June CPI came in at -0.4% on the month, bringing the annual rate down to 3.5% from 4.2% in May, beating expectations. This led markets to believe rates would hold steady, and potentially see cuts by year-end. However, this interpretation is seen as partly dangerous, as the decline was primarily driven by energy prices.
Stripping out food and energy, core inflation was flat at 2.6% annually, with the energy index still up 15.7% year-over-year. Warsh's statement, "Inflation is a choice," made under oath, signals a public commitment to tackling inflation. This is not the language of someone planning political favors, but of an activist on a mission. Nearly half of the Fed committee has penciled in rate hikes before year-end, indicating a "higher for longer" approach.
The current inflation is largely supply-driven, stemming from events like the Strait of Hormuz crisis. Raising interest rates cannot produce more oil or fix geopolitical choke points; in fact, higher rates might amplify cost pressures by increasing borrowing costs for energy supply chains.
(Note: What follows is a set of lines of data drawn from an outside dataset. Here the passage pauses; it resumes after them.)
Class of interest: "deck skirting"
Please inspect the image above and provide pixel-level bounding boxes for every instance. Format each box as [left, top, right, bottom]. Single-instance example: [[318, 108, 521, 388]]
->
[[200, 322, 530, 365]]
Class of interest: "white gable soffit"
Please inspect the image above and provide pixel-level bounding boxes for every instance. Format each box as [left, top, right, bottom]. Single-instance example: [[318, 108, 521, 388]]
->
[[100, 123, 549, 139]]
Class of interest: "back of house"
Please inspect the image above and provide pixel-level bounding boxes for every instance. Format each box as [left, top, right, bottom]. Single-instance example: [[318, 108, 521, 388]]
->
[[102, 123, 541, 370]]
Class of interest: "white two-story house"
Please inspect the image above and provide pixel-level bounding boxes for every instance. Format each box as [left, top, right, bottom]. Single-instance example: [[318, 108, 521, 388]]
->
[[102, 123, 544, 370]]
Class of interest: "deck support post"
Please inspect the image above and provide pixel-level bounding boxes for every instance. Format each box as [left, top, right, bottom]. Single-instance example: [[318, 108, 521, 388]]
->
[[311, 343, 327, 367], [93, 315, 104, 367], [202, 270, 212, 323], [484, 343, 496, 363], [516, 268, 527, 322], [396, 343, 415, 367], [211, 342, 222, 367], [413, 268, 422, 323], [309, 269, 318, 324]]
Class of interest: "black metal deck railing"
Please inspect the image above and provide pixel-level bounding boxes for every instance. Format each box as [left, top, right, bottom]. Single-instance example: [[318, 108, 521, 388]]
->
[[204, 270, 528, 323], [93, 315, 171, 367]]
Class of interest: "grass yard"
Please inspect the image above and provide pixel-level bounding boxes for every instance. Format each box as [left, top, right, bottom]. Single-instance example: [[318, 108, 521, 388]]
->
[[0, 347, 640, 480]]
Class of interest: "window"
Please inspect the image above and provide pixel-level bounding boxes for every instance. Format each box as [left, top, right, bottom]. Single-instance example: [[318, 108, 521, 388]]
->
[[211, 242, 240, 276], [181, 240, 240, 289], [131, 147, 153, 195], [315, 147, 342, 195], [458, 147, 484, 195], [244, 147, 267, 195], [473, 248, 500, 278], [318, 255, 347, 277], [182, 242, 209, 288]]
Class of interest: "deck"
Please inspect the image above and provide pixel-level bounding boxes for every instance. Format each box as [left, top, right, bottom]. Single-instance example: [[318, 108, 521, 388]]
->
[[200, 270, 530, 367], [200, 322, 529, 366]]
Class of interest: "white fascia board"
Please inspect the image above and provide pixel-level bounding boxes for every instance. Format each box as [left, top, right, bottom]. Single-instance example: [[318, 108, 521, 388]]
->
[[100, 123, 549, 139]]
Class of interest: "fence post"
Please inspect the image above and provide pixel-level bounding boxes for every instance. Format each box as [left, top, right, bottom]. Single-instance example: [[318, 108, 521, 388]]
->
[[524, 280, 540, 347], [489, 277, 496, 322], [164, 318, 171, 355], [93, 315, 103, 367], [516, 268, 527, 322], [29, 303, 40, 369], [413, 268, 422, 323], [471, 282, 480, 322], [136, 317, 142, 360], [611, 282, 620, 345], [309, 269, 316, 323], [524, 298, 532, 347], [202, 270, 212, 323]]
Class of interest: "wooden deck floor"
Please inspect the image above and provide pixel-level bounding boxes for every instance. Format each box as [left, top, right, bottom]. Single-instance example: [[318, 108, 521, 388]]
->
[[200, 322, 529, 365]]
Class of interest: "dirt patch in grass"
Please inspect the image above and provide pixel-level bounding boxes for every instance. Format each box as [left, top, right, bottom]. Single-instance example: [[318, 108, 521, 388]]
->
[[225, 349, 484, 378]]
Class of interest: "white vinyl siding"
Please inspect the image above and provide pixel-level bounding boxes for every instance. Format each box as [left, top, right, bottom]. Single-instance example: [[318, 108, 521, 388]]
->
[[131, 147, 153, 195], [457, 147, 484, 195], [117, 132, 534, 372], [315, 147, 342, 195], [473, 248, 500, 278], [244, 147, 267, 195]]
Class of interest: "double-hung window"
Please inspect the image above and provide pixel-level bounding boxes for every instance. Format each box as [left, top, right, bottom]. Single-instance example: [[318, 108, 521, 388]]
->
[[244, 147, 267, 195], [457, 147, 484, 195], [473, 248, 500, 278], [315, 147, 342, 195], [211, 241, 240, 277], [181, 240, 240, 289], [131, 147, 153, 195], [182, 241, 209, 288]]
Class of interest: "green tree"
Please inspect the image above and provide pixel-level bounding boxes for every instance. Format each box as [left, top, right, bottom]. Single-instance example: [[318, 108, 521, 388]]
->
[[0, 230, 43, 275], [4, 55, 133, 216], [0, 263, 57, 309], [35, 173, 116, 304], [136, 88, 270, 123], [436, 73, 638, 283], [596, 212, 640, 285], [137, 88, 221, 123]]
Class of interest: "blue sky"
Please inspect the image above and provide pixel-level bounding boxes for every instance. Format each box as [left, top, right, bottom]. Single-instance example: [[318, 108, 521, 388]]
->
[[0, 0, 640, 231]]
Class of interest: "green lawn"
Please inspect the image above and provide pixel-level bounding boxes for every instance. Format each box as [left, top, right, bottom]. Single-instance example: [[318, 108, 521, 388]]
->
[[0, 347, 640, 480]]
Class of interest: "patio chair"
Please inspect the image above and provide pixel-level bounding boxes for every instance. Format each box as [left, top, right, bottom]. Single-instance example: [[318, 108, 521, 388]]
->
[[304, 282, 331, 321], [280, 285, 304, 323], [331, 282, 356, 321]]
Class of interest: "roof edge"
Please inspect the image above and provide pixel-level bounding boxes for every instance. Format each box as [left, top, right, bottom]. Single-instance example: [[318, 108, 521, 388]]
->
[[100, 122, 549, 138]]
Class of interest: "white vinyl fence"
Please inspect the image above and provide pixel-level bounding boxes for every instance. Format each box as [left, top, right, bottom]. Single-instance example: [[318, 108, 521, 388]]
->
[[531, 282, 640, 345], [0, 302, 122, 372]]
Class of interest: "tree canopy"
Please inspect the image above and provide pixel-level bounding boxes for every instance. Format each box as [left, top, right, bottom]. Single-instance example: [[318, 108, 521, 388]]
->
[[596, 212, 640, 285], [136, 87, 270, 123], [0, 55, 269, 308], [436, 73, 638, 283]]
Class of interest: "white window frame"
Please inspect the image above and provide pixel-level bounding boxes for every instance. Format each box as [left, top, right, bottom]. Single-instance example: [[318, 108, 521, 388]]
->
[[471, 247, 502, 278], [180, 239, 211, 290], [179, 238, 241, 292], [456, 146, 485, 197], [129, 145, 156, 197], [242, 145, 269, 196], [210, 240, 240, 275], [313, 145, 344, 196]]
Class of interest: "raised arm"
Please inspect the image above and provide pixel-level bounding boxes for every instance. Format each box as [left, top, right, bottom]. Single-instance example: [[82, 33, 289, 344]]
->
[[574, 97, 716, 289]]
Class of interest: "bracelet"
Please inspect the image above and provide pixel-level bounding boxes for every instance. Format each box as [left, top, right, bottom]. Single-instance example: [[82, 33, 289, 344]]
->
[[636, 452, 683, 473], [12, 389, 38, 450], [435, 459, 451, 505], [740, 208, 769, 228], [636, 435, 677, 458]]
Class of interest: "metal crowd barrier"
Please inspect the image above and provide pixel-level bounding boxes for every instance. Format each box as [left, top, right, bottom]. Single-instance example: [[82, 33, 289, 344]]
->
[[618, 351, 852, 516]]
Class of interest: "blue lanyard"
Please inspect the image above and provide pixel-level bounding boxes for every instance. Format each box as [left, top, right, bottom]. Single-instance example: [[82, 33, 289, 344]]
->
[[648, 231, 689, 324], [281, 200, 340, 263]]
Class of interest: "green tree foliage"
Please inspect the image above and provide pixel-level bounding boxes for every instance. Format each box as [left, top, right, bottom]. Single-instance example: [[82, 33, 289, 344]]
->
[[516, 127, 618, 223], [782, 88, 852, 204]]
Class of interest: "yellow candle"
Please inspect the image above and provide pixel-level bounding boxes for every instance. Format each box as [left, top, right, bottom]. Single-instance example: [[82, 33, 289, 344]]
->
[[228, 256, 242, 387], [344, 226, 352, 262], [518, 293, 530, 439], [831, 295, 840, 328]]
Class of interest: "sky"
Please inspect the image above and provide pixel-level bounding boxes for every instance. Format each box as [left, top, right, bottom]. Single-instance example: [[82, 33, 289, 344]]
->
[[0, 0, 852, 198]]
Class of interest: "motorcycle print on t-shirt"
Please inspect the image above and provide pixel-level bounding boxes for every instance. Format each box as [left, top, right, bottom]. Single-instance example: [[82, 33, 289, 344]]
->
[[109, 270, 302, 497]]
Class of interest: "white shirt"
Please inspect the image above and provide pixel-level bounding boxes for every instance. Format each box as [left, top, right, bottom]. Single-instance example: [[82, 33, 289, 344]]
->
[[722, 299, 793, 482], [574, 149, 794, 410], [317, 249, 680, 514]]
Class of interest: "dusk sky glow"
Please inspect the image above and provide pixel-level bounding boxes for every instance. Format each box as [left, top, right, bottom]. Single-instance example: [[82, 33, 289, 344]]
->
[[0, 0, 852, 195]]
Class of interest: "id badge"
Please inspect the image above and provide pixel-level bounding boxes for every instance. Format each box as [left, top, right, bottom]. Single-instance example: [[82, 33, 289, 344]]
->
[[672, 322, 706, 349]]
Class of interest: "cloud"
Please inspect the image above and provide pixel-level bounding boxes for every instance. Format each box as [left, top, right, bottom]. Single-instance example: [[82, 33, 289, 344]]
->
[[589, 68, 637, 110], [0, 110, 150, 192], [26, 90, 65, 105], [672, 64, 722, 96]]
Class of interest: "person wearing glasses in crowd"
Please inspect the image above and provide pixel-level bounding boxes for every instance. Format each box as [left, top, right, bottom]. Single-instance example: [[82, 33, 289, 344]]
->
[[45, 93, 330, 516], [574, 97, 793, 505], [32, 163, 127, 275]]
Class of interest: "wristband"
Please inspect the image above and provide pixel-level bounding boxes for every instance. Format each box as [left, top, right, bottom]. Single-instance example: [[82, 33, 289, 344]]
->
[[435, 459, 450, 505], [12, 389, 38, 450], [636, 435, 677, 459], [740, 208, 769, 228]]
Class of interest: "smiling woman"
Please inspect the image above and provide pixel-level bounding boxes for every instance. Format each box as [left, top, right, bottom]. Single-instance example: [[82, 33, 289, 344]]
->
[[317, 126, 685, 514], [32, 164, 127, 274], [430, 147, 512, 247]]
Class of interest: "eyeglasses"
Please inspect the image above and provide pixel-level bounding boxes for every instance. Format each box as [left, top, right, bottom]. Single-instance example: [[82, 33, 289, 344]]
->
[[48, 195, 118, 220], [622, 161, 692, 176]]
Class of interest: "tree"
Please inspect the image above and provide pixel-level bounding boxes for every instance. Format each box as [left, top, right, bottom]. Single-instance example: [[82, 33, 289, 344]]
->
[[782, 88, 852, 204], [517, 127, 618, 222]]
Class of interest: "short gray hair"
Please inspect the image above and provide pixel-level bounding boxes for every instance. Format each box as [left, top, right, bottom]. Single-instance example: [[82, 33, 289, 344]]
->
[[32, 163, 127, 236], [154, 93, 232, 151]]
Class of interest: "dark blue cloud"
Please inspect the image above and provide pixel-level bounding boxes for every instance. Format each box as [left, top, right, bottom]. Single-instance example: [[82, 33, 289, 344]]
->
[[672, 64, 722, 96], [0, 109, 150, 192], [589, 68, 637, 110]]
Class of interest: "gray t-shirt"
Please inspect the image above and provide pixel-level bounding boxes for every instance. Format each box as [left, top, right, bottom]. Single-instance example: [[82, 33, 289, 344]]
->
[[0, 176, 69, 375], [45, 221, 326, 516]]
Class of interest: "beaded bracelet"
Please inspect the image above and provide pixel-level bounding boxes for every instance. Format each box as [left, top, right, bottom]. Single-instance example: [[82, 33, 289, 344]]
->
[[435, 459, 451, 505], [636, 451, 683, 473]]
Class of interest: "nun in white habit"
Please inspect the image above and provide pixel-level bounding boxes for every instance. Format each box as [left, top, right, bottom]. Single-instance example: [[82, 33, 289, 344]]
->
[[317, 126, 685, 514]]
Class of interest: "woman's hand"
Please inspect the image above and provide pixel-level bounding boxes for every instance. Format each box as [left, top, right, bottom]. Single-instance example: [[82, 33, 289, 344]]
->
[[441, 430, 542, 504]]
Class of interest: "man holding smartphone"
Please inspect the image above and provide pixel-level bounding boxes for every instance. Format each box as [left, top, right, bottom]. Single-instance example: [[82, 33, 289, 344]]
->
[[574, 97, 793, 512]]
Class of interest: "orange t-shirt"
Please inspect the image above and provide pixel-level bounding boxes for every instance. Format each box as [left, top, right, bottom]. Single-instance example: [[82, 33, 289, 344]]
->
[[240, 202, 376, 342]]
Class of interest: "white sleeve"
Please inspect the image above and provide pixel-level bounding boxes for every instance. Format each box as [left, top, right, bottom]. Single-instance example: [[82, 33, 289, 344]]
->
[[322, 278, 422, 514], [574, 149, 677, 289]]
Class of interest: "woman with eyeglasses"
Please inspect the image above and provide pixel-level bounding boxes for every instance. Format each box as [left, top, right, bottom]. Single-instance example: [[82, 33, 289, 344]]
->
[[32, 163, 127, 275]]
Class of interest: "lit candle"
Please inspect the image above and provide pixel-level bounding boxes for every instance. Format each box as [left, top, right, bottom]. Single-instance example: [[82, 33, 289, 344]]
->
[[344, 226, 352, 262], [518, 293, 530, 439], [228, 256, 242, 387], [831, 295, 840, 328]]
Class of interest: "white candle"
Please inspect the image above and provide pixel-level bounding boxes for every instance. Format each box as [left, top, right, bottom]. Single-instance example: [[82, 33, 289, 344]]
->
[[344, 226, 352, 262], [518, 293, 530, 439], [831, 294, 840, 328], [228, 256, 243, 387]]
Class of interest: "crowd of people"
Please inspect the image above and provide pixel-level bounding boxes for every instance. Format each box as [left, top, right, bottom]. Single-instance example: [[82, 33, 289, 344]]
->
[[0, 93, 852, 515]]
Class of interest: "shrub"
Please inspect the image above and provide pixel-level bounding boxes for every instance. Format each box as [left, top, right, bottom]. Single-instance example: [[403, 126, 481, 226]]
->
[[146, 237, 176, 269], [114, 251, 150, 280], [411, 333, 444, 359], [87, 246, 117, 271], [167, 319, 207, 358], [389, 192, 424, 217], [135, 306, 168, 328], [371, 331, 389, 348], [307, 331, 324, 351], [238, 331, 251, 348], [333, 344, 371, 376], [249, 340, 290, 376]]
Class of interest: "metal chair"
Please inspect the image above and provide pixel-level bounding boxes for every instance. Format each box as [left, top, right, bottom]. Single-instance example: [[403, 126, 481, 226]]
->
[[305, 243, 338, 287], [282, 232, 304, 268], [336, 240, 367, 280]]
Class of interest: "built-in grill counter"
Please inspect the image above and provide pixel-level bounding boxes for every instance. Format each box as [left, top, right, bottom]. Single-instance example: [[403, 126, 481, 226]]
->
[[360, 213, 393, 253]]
Warsh, with his extensive background, understands this limitation.
Warsh's firm stance, despite the limitations of monetary policy against supply shocks, is crucial for maintaining the Fed's credibility. If the Fed blinks, the bond market will react negatively. He is following the playbook of Paul Volcker, prioritizing credibility as an asset. When asked about presidential pressure, Warsh vowed to "follow the law and follow the data," underscoring his independence.
The era of the 'Fed put' is over; the Fed will no longer prioritize market comfort over its credibility. Investors should not expect bailouts for bad trades. The "higher for longer" scenario extends beyond mortgages, impacting leveraged deals, commercial real estate, and regional bank balance sheets. The slow-motion reckoning in credit markets will continue.
The Fed is moving away from forward guidance, focusing on data rather than market signaling tools like dot plots or 'Fed speak.' This transition will be unsettling for investors accustomed to explicit market management. The best approach is to understand Warsh's game plan, which centers on fighting for the Fed's credibility, making its reputation the collateral. The bond market will react first, with individual portfolios feeling the effects later.